Nunca se ha visto una unanimidad autista tan grande como en el caso de Cataluña, de sus medios de comunicación y la mayoría de sus opinantes. Incluso ahora, cuando alguien critica que los políticos catalanes no se atrevieron a decirle al Príncipe lo que no quería oír, sino que se limitaron a regalar sus oídos, tiene que justificarse antes diciendo que ha existido anticatalanismo y una agresión a Cataluña.

El gran pintor catalán Dalí es el autor de una pintura que se titula El gran masturbador. Tendrán razón los expertos que hablan de que toda la obra de Dalí es la contemplación de sí mismo, y que cada cuadro nace de sus experiencias personales. Pero también es cierto que no pocos análisis de las sociedades modernas y de los individuos marcados por ellas apuntan al narcisismo en el que caen, a la tendencia al subjetivismo, a la negación de la realidad, a las fantasías complementarias de omnipotencia y de impotencia radical en las que se ven a sí mismos.

Estos análisis sirven también para comprender la realidad política, la de los líderes que nos han tocado en suerte, pero también la de los movimientos que condicionan nuestras vidas.

Y no me cabe la menor duda de que en los nacionalismos actuales hay no poco de masturbación, de ensimismamiento, de fantasías de omnipotencia junto a la creencia de ser víctima de no se sabe qué agresiones externas.
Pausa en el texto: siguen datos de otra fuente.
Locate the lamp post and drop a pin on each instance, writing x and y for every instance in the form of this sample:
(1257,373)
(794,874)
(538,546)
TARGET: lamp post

Todo en el nacionalismo se revuelve en torno a lo que se le hace al grupo, a lo que siente el grupo, a lo que el grupo tiene derecho. A nivel individual todo ello es considerado egotismo que necesita tratamiento y al que el entorno se puede y se debe enfrentar. Pero en el caso de los mismos síntomas a nivel de grupo, parece que la capacidad de análisis crítico desaparece.

Un comentarista que escribe en estas mismas páginas, y que se confiesa independentista catalán, ha utilizado en muchos de sus comentarios el calificativo de adolescente e inmaduro para hablar del nacionalismo preponderante catalán. No seré yo quien le corrija la plana: adolescente e inmaduro es otra forma de decir estéril, ocupado y preocupado consigo mismo, de forma que es incapaz de establecer relaciones fecundas y reproductivas con los demás.

En estas situaciones no se necesita ningún tipo de castración, puesto que la esterilidad está garantizada en el sustrato mismo del planteamiento: mientras no se sale de sí mismo, no se alcanza a establecer relaciones maduras con los demás, no hay posibilidad de fecundación, todo se queda en una gran masturbación. Aunque sea colectiva.

Lo peor es que se sea incapaz de ver esa realidad de onanismo, y se atribuya la situación propia a la voluntad castradora de los demás.

Joseba Arregi, ex diputado del PNV y autor de numerosos ensayos como Ser nacionalista y La nación vasca posible.